PF faz 21 buscas em cinco Estados e do DF no inquérito sobre atos antidemocráticos

Operação Lume foi aberta a pedido da Procuradoria-Geral da República e por ordem do ministro Alexandre de Moraes do Supremo Tribunal Federal; entre os alvos estão o deputado Daniel Silveira, o blogueiro Allan dos Santos, o empresário Luís Felipe Belmonte e o publicitário Sérgio Lima, ligados ao Aliança pelo Brasil, além de youtubers bolsonaristas

Pepita Ortega, Fausto Macedo e Thiago Faria

16 de junho de 2020 | 08h02

PF faz buscas na casa do blogueiro Allan do Santos no âmbito do inquérito sobre atos antidemocráticos. Foto: Dida Sampaio/Estadão

A Polícia Federal deflagrou na manhã desta terça, 16, a Operação Lume, para cumprir 21 mandados de busca e apreensão em cinco Estados e no Distrito Federal no âmbito do inquérito sobre a organização e o financiamento de atos antidemocráticos. Entre os alvos da ação estão o deputado federal bolsonarista Daniel Silveira (PSL-RJ) , o blogueiro Allan dos Santos, o empresário e advogado Luís Felipe Belmonte, principal operador político do Aliança pelo Brasil, o publicitário Sérgio Lima, marqueteiro do partido que o presidente Jair Bolsonaro tenta criar, e o investidor Otavio Fakhoury, financiador do site Crítica Nacional. A ofensiva mira ainda youtubers bolsonaristas.

As diligências foram solicitadas pela Procuradoria-Geral da República e autorizadas pelo ministro Alexandre de Moraes do Supremo Tribunal Federal, que Inclui também decretou a quebra do sigilo bancário dos investigados.
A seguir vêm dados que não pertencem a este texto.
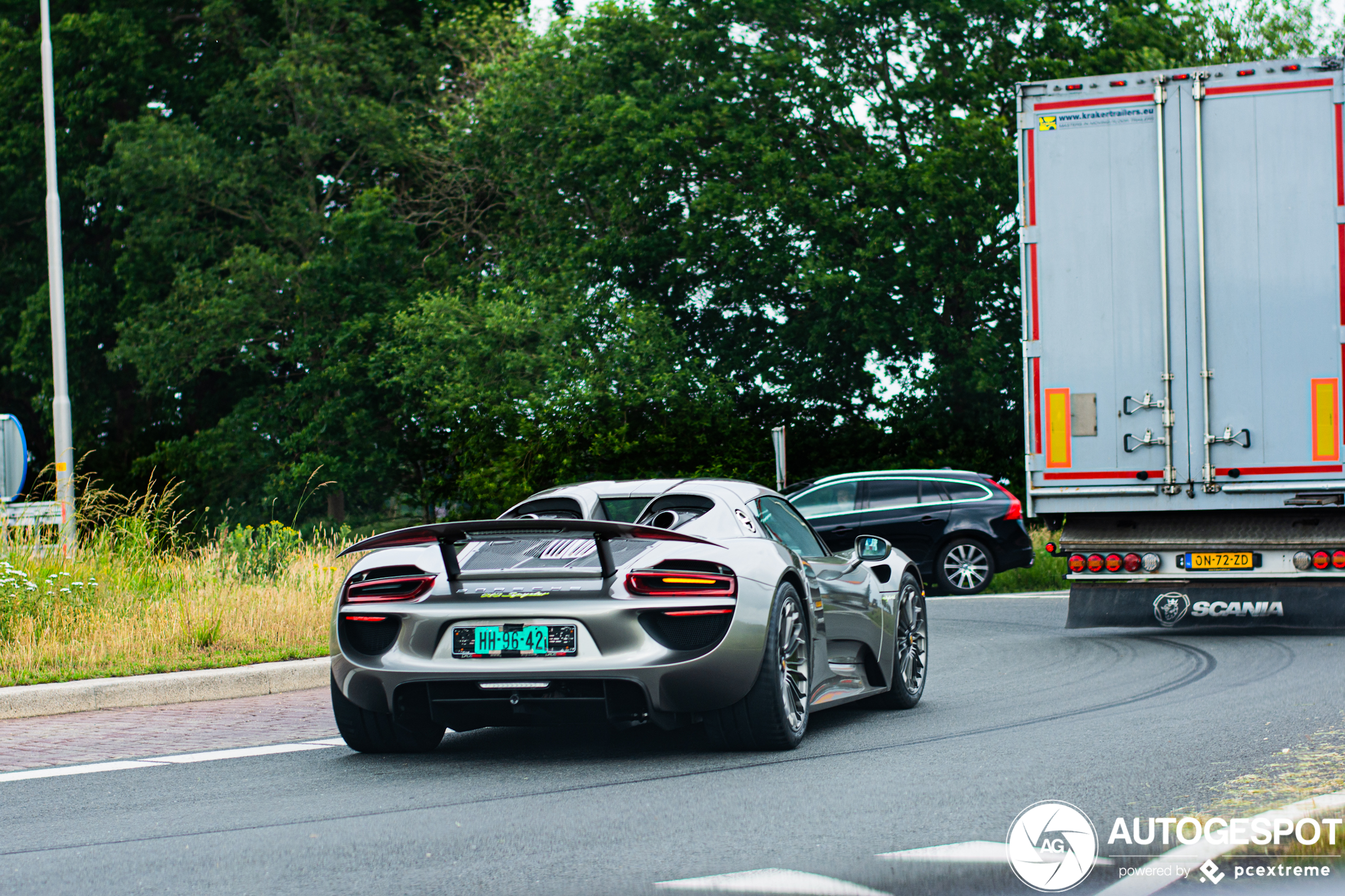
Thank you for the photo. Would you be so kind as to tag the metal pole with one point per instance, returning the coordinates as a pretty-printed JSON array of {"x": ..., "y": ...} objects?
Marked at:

As ordens são cumpridas em endereços residenciais e comerciais de São Paulo, Rio de Janeiro, Minas Gerais, Maranhão, Santa Catarina e no Distrito Federal. No caso de Daniel Silveira, a PF fez buscas em endereço ligado ao parlamentar em Petrópolis e também no gabinete do parlamentar na Câmara dos Deputados.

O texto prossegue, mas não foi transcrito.